As she strides purposefully through an African forest leading a group of six orphaned elephants through the Zambian countryside, perhaps the only hint that Rachael Murton might once have called Essex home is the leopard print Wellingtons she wears to stride through the mud.
Together, the lumbering animals weigh a combined 500 stone, but Chelmsford-born Rachael retains her composure. For these young orphaned elephants, this devoted young British woman is their surrogate mum, and each wants to be first for a cuddle.
Tenderly, these colossal beasts — years from being fully grown — raise their trunks to 33-year-old Rachael's face, seeming to wrap her in an embrace.
A biology graduate who left the UK after university, Rachael has dedicated her life to saving baby elephants left without their real mums by poachers killing indiscriminately for ivory and bush-meat in Zambia.
Not only does she nurse the severely traumatised animals back to health, she is also on 24-hour call to mount dangerous rescue operations to bring abandoned elephants to safety.
'I've always loved animals and I left my white stilettos in Essex,' jokes Rachael, who came to Zambia in 2008 after working on animal conservation projects around the world.
She manages the Lilayi Elephant Nursery, the only orphanage of its kind in southern Africa, for anti-poaching organisation Game Rangers International, which has links to the International Fund For Animal Welfare.
The orphanage, near the capital Lusaka, performs a vital role in a country where ivory poachers who sell tusks to dealers for the Far East market are unlikely to be arrested.
When adult females are killed for their tusks, their babies quickly become emaciated because they need maternal milk to grow until the age of two or three.
Forlorn and confused, they are shunned by their herds because their weak state means they are more likely to attract lions.

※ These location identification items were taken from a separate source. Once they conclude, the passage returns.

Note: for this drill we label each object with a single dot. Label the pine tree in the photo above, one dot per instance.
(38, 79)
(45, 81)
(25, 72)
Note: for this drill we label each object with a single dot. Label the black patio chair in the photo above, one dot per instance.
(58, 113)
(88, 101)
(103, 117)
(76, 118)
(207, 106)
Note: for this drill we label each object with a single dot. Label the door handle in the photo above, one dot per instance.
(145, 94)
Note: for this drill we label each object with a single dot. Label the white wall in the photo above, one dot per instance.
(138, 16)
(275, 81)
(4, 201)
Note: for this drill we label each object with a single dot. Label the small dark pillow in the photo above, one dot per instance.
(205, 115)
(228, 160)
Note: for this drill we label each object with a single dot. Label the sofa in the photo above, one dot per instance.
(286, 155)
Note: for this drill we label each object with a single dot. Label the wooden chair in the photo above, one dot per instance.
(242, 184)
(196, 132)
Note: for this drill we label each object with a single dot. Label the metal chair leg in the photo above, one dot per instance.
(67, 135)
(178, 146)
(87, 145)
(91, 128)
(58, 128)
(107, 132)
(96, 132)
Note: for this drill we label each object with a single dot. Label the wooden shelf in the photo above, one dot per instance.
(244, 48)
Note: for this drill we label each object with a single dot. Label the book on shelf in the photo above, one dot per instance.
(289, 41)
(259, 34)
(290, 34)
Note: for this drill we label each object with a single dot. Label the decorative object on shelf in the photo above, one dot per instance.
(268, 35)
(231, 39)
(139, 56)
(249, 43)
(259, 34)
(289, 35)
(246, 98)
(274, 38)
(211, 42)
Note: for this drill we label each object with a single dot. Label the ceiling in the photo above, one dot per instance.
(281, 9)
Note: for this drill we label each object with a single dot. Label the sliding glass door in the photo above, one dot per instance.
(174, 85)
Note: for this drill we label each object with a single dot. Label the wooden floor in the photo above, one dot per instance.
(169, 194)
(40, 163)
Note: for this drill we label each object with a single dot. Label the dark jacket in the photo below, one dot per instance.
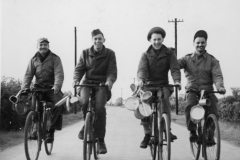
(202, 73)
(101, 67)
(49, 72)
(155, 68)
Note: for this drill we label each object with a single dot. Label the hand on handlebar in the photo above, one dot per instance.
(140, 83)
(75, 83)
(222, 90)
(179, 85)
(109, 84)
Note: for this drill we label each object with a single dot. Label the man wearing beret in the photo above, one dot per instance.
(96, 65)
(153, 68)
(48, 71)
(201, 70)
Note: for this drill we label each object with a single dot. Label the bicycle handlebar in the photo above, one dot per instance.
(90, 85)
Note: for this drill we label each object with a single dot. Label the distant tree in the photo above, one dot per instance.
(236, 92)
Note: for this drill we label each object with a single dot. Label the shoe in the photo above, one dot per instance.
(193, 136)
(173, 137)
(81, 133)
(145, 141)
(210, 141)
(50, 136)
(34, 135)
(101, 147)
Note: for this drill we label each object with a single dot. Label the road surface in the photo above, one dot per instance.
(123, 138)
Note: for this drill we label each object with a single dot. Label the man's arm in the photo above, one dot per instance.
(174, 68)
(217, 74)
(31, 70)
(58, 74)
(79, 69)
(142, 72)
(112, 70)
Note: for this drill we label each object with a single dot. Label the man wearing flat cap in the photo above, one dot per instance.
(201, 70)
(96, 65)
(48, 71)
(153, 68)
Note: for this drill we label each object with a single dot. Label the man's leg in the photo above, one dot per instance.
(192, 100)
(85, 93)
(147, 131)
(100, 125)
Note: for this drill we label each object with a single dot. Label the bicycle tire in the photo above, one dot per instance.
(164, 145)
(32, 145)
(154, 137)
(87, 141)
(211, 151)
(46, 127)
(196, 146)
(96, 156)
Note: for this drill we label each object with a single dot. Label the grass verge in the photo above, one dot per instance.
(8, 139)
(230, 132)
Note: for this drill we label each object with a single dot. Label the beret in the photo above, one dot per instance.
(158, 30)
(40, 40)
(96, 32)
(200, 33)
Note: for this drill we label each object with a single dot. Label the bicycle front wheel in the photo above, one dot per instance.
(211, 138)
(47, 120)
(154, 137)
(196, 146)
(87, 141)
(32, 138)
(164, 145)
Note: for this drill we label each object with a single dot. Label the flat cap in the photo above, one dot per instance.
(200, 33)
(158, 30)
(96, 32)
(40, 40)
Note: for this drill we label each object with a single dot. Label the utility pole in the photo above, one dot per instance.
(176, 21)
(176, 89)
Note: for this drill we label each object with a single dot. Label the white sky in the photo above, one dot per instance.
(125, 24)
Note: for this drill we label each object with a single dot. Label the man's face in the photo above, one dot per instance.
(156, 40)
(43, 47)
(98, 41)
(200, 44)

Without human intervention, orphaned elephants would quickly die.
Rachael, who studied at Royal Holloway College, near Egham, Surrey, is the woman park rangers turn for help, even going up in a microlight on one dramatic rescue when two baby elephants came close to plunging over Victoria Falls.
After completing a biology degree at the University of Royal Holloway, she volunteered at conservation projects in Australia and Alaska before taking part in a rainforest biodiversity study in Cambodia.
It was there, in the aptly named "Elephant Bar", that she met the future CEO of Game Rangers International, Sport Beattie, who would later offer her the job of managing the Elephant Orphanage Project.
Now Rachael rises at 5.30am to give the elephants their first feed at the Lilayi Elephant Nursery just outside the capital Lusaka before she and other keepers lead the youngsters out to the bush where they must be fed every three hours.
Once a month she'll also make the nine-hour trip to the Kafue Release Facility, where all elephants more than three years old are weaned off milk and taught to become more independent before release.
"Life is completely different to that in Essex. I intermittently worked in an office environment there to save money for overseas travel and voluntary work, but office work here is completely different since the office is a tent or mud hut," added Rachael. "The weather means that outdoor work is much more pleasant and I spend a lot of my time covered in red mud or elephant dung."
Despite living thousands of miles from friends and family, she believes the project gives her a cause she simply couldn't abandon. "Essex has some lovely countryside and villages, but I have a purpose here that is far more engaging and captivating," Rachael told the Chronicle.
"The project has become a huge part of my life and I do not intend to leave. I usually visit the UK once a year and try to encourage friends and family to visit me in Zambia."
Born in Springfield, Rachael had always loved animals and the outdoors, drawn to rural parts of the county over and above its towns and city.
Until 2012, when the orphanage was opened, she was based in the bush, living without modern conveniences for many months of the year. Her passion to help was fuelled after she found two-year-old female Suni, who was attacked with an axe when her mother was poached. Rachael and her Zambian keepers now dote on the young elephant who had horrific injuries.
To save Suni's limp leg, Game Rangers International commissioned a special metal boot so she can walk. She also has acupuncture.
The Lilayi orphan herd also includes young bull Zambezi, who has an astonishing rescue story. A barman at a safari lodge spotted what he thought was a rather portly guest splashing about in the swimming pool. Looking closer, he realised it was actually a one-month-old baby elephant.
Separated from his mother, he was desperate for water and had tumbled into the pool as he tried to drink.
Once sufficiently recovered, the orphans will be returned to the wild in Zambia's Kafue National Park. In this gigantic wilderness the size of Wales, they are initially kept safe from harm in a controlled area. But eventually they will be free to roam with the herds.
While the international ivory trade continues to kill thousands, it is left to brave animal lovers like Rachael to pick up the pieces. She makes a formidable ally for the elephants.
Poachers are unlikely to be arrested in the African country and when female elephants are killed for their tusks, their babies are unable to fend for themselves, which is what makes the project so vital.
It is one of five conservation projects led by Game Rangers International, which has links to the International Fund for Animal Welfare, founded in 2008 to help Kafue National Park to better manage their natural resources.